The camp experience wraps up with an awards ceremony that is often attended by cyber security industry pros and government officials.
If you would rather be on the frontlines of the cyber-war than the guy devising a policy to combat cyber-crime, this is the competition for you. Not only do you get to test your skills against the best the country has to offer, but Mom and Dad will love it because you could get a job when the contest is over!
The Cyber 9/12 Challenge identifies future cyber-policy makers. The U.S. Cyber Challenge identifies the next internet soldiers ready to join the battle against cyber-related crimes. CyberPatriot, the National Youth Cyber Education Program, takes it a step further. Its goal is not only to identify those with the right aptitude but to encourage kids to pursue careers in cybersecurity.
Created by the Air Force Association, CyberPatriot has aspects for children of all ages. Kids are introduced to the principles of cyber security and its importance through the Elementary School Cyber Education Program. The AFA began hosting CyberCamps in 2014. Last year they hosted 75 of them across the country.

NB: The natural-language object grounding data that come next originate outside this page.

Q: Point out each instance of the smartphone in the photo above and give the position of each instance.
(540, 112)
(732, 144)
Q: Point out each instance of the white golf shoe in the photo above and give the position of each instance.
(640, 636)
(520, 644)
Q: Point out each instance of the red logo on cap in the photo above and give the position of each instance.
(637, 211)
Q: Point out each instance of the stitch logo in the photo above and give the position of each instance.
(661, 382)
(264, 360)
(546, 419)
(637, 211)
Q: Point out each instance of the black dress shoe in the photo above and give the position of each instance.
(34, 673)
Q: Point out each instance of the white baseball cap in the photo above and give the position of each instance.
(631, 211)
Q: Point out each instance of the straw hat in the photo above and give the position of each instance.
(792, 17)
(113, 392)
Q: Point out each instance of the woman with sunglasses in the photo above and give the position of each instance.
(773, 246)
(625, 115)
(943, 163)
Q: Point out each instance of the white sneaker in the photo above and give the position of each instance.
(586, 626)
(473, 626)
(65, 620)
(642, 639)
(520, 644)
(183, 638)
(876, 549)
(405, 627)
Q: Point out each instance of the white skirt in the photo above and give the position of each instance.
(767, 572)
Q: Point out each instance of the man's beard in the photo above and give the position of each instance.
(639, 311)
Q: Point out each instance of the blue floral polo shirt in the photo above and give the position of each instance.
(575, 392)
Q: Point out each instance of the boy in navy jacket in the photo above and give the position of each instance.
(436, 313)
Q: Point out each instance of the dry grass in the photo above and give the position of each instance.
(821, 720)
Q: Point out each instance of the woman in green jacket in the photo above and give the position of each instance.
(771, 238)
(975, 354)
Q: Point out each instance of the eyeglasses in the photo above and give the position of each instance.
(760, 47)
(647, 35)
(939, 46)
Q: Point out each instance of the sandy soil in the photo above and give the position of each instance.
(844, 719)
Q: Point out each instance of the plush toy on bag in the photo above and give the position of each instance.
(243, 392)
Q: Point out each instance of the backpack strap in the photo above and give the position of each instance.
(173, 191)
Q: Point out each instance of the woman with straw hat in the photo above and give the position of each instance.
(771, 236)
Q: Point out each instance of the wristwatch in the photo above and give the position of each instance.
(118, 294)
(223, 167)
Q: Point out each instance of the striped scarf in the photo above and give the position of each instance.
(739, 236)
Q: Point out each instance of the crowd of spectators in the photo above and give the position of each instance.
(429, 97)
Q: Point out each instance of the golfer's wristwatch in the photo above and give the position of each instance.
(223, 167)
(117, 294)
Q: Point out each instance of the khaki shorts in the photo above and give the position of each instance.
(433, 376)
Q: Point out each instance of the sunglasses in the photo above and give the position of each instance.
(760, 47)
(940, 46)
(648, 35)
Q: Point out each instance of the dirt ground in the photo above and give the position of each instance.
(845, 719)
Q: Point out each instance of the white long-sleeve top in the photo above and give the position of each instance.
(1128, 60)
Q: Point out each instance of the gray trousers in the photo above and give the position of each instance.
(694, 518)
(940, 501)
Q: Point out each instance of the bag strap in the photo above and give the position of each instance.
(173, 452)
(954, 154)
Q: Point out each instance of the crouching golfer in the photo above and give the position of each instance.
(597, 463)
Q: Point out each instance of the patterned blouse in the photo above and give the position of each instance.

Like the U.S. Cyber Challenge, CyberPatriot wants to test the skills of tomorrow’s IT professionals and does so with the National Youth Cyber Defense Competition. The competition is open to kids in middle school or high school in the United States. In each round of the competition, teams are given images of an operating system and are tasked with finding the security issues and hardening the system while not losing critical services.
CyberPatriot is a little different in that it wants to teach you before testing you. But in the end, it wants to know the same thing as the rest—who has the skills needed to get the job done?
The future is yours
Picking a career path is a daunting task at any age. What interests you now may not in a year—or five years. What better way can there be to find out if cyber security is a path you want to get started on then to learn about it and test yourself in an exciting competition? You may find yourself quickly on the path to becoming one of the 21st century’s great cyber-security heroes. So go ahead, get in the arena. We guarantee it will lead to something amazing.